As the level of exposure to road noise and two common air pollutants – fine particulate matter and nitrogen dioxide – rose, so did the women's risk for heart failure, when the heart muscle is unable to pump blood properly. The research published Wednesday in the Journal of the American Heart Association.
Air pollution had a larger impact than road noise on the risk for heart failure, but women exposed to high levels of both were most likely to develop the condition.
"We were surprised by how two environmental factors – air pollution and road traffic noise – interacted," lead author Youn-Hee Lim said in a news release. Lim is an assistant professor in the section of environmental health within the department of public health at the University of Copenhagen in Denmark. "To minimize the impact of these exposures, broad public tactics such as emissions control measures should be implemented. Strategies like smoking cessation and blood pressure control must be encouraged to help reduce individual risk."
Lim and her team analyzed data for 22,000 women ages 44 and older who were followed for up to 20 years as part of the Danish Nurse Cohort study.

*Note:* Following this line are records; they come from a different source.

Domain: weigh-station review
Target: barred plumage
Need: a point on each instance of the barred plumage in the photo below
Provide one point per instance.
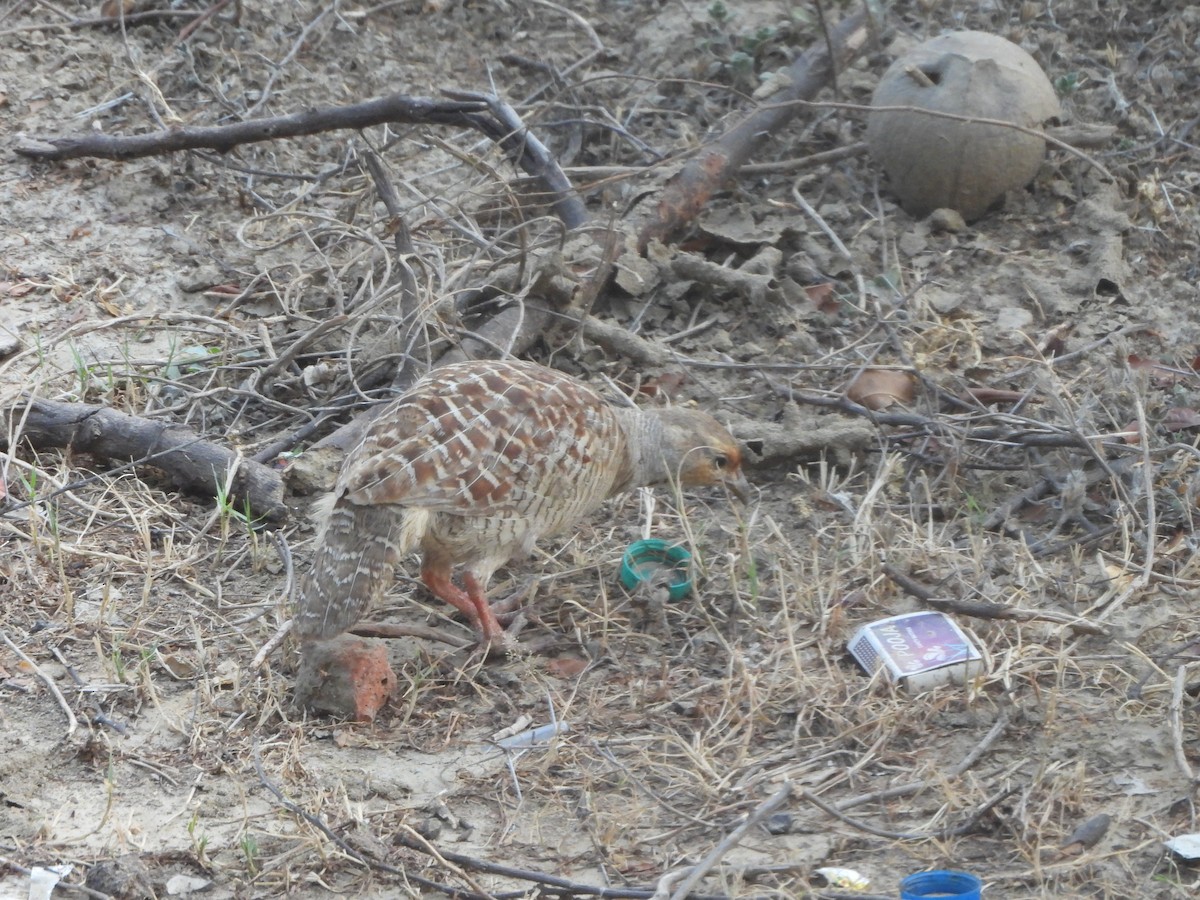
(473, 466)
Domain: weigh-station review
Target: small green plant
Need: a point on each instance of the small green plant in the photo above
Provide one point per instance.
(251, 852)
(199, 843)
(1067, 84)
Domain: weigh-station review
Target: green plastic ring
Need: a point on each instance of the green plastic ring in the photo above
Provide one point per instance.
(643, 561)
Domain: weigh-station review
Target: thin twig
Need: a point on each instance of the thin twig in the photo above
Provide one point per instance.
(731, 840)
(72, 724)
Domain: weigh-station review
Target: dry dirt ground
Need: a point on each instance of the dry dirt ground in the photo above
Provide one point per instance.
(1047, 462)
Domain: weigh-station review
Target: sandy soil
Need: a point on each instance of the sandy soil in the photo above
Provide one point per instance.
(1065, 490)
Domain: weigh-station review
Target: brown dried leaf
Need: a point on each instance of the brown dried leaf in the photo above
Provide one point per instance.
(567, 666)
(882, 388)
(995, 395)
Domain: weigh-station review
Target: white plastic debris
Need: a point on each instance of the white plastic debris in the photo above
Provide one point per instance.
(1185, 845)
(839, 877)
(42, 880)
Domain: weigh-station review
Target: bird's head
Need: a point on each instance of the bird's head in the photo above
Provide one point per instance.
(699, 450)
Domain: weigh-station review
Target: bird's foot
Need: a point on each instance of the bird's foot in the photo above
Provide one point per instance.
(508, 609)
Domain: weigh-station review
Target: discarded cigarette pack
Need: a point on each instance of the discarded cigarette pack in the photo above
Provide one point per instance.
(917, 649)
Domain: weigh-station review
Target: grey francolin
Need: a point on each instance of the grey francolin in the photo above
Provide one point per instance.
(475, 463)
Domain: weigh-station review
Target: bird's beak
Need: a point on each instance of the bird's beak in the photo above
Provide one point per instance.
(739, 487)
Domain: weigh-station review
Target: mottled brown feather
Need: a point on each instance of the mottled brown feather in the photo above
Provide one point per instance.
(477, 462)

They found that for every 5.1 micrograms per cubic meter of air (µg/m3) increase in exposure to fine particulate matter over a three-year period, the risk for developing heart failure rose 17%. For every 8.6 µg/m3 increase in nitrogen dioxide exposure, the risk of heart failure increased by 10%. It rose 12% for every 9.3 decibel increase in road traffic noise exposure. But the biggest impact was among former smokers. When exposed to fine particulate matter, their risk for heart failure rose 72%.
High blood pressure played a role. About 12% of all participants had hypertension when they enrolled in the study. Among those eventually diagnosed with heart failure, 30% had a history of hypertension and, Lim said, "they were the most susceptible population to air pollution exposure."